The second type of virus is known as herpes simplex type 2 (HSV2). This form of the virus typically affects areas below the belt. Similar to HSV-1, however, HSV-2 can infect the mouth and is often contracted after giving oral sex to someone with HSV-2 on their genitals.
Herpes | Symptoms
Herpes of the mouth (also called “cold sores”) are characterized by:
- Pain/erosion of gums
- Sore throat
Genital herpes, on the other hand, is best defined by:
- Sores in the anus or genitals
- Itching or redness
- Ulcers (which often bleed or emit a discharge)
- Scabs or blisters (often caused by ulcers)
- Painful urination (dysuria)
Herpes | Diagnosis
Being diagnosed with herpes is a burden and a responsibility. It is important to notify past sexual partners of your diagnosis and encourage them to get tested as well. This can help limit the spread of infection. It is also your responsibility to inform future sexual partners of your diagnosis so they can decide whether to continue with sexual activities. Practicing safe sex may reduce the risk of infecting future sexual partners but is not an excuse to hide your diagnosis from them.

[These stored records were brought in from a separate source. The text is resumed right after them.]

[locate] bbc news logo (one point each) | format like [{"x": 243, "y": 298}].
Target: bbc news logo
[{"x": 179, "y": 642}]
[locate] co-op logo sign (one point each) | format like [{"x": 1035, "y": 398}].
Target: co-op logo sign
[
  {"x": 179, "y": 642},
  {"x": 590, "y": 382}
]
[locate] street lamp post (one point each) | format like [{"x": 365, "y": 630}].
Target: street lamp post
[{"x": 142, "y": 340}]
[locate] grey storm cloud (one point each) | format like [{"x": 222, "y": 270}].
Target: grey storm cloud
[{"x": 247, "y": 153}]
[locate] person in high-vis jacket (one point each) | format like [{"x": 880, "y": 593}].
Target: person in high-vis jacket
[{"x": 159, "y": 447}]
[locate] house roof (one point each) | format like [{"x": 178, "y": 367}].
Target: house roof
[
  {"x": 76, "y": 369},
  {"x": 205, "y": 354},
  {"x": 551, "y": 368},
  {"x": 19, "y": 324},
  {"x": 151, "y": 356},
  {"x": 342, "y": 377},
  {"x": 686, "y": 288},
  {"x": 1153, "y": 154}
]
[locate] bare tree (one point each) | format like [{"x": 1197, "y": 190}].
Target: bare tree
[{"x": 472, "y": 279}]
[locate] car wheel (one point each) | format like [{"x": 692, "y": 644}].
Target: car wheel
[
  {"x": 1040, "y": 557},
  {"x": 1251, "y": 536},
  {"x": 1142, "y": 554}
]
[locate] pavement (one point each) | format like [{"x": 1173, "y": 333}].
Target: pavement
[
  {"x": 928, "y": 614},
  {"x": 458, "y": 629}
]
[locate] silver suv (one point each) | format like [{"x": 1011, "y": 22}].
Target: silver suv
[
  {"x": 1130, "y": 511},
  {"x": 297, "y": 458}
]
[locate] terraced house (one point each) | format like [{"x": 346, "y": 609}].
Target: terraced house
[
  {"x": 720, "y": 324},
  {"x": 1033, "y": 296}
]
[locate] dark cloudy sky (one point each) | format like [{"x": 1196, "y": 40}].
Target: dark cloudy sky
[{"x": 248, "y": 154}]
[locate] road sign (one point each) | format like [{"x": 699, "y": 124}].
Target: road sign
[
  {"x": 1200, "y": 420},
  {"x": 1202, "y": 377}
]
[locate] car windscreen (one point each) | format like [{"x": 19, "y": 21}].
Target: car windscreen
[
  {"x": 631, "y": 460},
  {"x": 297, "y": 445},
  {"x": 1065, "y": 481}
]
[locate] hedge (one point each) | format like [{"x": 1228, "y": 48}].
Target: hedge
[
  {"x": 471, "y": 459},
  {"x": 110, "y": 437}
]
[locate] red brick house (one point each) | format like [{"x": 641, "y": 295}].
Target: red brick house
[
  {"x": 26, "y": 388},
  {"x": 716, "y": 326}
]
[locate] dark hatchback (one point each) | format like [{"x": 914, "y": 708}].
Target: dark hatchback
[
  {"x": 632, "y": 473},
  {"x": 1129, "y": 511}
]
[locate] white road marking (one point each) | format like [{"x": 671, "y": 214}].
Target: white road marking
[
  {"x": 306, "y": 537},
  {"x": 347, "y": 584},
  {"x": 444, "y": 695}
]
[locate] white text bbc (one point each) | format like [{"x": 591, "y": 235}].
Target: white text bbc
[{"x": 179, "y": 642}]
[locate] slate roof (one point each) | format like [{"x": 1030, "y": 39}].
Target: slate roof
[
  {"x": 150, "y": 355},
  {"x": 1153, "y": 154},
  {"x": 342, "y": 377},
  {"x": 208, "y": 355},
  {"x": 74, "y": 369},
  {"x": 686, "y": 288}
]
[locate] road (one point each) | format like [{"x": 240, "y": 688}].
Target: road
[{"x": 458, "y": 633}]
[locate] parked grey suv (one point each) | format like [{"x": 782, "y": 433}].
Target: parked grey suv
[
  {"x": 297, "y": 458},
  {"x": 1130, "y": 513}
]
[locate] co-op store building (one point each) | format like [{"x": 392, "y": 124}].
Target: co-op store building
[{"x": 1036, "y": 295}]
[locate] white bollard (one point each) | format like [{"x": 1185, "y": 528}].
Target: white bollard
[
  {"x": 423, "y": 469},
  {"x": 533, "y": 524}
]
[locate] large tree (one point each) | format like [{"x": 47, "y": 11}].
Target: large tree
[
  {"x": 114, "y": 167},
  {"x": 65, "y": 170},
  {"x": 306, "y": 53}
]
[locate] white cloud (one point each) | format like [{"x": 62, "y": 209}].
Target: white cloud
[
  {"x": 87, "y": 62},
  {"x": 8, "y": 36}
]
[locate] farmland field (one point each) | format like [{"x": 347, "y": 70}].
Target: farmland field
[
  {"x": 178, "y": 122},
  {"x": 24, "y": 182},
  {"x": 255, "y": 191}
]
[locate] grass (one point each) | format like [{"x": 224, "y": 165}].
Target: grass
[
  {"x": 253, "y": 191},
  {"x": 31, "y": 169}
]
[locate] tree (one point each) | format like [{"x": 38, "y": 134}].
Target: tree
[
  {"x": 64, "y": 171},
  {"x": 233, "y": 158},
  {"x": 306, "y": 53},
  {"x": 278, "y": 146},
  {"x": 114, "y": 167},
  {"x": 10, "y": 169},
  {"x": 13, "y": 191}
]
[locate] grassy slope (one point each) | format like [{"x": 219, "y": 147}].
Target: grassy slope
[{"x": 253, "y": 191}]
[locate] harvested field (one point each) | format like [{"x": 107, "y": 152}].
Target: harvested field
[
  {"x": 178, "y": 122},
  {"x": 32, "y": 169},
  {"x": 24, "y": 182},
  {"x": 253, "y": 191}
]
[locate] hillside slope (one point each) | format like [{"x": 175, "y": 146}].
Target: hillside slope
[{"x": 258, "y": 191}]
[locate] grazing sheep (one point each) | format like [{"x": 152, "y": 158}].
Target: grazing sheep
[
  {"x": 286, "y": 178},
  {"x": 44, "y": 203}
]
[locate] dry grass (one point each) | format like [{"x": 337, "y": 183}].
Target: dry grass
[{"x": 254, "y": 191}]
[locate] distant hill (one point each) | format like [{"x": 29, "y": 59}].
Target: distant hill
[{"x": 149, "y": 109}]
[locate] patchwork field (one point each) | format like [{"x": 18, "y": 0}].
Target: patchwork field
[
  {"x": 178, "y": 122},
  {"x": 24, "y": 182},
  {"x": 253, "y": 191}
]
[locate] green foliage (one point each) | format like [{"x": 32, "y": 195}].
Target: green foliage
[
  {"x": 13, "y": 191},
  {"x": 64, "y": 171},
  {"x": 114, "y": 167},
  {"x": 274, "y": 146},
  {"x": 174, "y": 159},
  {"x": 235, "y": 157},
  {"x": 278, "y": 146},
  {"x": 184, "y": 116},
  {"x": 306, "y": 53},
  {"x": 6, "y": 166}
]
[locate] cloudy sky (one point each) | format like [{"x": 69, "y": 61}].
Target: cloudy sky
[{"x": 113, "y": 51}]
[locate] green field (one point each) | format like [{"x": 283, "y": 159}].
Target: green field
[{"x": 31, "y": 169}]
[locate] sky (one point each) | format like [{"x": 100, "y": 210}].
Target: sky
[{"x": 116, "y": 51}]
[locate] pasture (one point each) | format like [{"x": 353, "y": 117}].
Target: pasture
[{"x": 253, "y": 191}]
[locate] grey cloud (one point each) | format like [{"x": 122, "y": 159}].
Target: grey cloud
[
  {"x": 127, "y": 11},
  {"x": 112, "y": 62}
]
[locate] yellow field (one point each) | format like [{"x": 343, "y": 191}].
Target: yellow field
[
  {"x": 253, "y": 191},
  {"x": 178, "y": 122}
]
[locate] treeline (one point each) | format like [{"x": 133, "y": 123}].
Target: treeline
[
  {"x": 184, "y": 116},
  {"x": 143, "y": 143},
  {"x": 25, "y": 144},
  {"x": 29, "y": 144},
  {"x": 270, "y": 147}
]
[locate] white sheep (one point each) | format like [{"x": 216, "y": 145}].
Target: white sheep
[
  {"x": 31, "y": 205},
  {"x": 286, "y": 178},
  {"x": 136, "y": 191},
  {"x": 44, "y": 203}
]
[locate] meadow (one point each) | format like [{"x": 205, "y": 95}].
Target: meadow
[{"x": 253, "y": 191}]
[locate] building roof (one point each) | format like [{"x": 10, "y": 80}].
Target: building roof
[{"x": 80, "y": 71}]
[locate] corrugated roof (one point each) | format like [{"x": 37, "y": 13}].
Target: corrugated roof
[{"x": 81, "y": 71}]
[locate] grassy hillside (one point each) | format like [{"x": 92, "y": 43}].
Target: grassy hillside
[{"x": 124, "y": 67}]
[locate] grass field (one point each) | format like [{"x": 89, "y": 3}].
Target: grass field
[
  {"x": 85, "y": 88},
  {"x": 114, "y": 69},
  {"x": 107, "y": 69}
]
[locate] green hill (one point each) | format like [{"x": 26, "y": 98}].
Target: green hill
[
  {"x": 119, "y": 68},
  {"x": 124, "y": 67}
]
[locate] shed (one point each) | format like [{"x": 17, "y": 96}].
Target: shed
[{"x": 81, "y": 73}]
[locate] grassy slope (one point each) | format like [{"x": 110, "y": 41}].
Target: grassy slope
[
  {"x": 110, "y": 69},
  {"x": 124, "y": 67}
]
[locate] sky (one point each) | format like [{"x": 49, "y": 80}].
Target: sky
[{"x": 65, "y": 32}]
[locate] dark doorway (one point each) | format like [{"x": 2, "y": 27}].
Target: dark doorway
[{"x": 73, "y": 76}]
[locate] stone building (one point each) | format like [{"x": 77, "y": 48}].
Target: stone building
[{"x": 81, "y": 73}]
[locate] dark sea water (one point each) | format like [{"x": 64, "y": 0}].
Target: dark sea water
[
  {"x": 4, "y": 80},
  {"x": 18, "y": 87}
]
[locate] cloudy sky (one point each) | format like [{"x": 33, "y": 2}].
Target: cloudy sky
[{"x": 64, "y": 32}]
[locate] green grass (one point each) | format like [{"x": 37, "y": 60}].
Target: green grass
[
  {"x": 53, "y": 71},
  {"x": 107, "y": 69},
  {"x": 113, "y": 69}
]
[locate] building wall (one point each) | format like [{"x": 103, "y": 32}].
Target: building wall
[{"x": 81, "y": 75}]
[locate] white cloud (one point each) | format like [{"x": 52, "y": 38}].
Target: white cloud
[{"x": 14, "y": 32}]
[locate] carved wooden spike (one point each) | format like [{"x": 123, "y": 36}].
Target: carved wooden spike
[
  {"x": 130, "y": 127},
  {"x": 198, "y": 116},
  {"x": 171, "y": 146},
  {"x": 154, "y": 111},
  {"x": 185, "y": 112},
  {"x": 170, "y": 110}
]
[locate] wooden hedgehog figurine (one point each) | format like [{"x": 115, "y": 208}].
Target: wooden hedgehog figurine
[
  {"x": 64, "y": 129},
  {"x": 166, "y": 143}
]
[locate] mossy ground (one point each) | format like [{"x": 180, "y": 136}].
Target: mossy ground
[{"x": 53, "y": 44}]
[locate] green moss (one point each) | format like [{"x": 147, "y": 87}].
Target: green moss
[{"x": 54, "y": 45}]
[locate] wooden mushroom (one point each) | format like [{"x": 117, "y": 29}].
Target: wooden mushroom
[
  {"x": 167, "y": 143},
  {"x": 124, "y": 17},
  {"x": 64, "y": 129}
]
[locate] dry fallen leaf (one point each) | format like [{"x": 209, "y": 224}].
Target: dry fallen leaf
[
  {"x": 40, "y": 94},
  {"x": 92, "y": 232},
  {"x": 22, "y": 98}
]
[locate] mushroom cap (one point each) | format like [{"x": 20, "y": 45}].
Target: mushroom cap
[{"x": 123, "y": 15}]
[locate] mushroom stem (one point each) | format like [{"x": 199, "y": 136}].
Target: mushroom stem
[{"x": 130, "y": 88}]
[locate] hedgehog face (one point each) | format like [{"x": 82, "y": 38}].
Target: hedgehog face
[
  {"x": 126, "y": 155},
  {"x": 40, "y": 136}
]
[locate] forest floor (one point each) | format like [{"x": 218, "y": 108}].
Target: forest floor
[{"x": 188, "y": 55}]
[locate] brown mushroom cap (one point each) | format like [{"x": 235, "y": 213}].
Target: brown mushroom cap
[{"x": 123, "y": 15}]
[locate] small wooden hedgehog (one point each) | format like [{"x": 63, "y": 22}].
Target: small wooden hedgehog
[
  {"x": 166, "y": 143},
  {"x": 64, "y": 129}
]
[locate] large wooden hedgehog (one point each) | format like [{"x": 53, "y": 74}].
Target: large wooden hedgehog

It is also your responsibility to prevent the spread of the virus during daily activities. This can be done by maintaining good hygiene. Frequently cleaning any objects or areas which may have come into contact with the virus is also advised. It is possible to screen for the herpes simplex virus using a blood test . It is also possible to confirm infection by ordering a viral culture from a lab.
Herpes | Treatment
Unfortunately, there is no known cure for the herpes virus. However, treatment options exist which may greatly reduce its symptoms. Upon testing positive for the herpes virus, you will likely be prescribed antiviral medications which achieve one of three goals:
- Reducing the severity of herpes symptoms
- Minimize the rate of recurrence
- Lower the chances of passing on the virus
Treatments for herpes infections in areas other than the genitals (such as cold sores) include antiviral pills, creams, and balms, many of which are available over the counter.
Herpes | Support
There are plenty of educational resources and support networks available for those infected with the herpes virus. Being open and honest with past and future sexual partners isn’t easy but they will likely be grateful for your honesty in the long run. Talk to your doctor about finding the best resources to help you have that conversation.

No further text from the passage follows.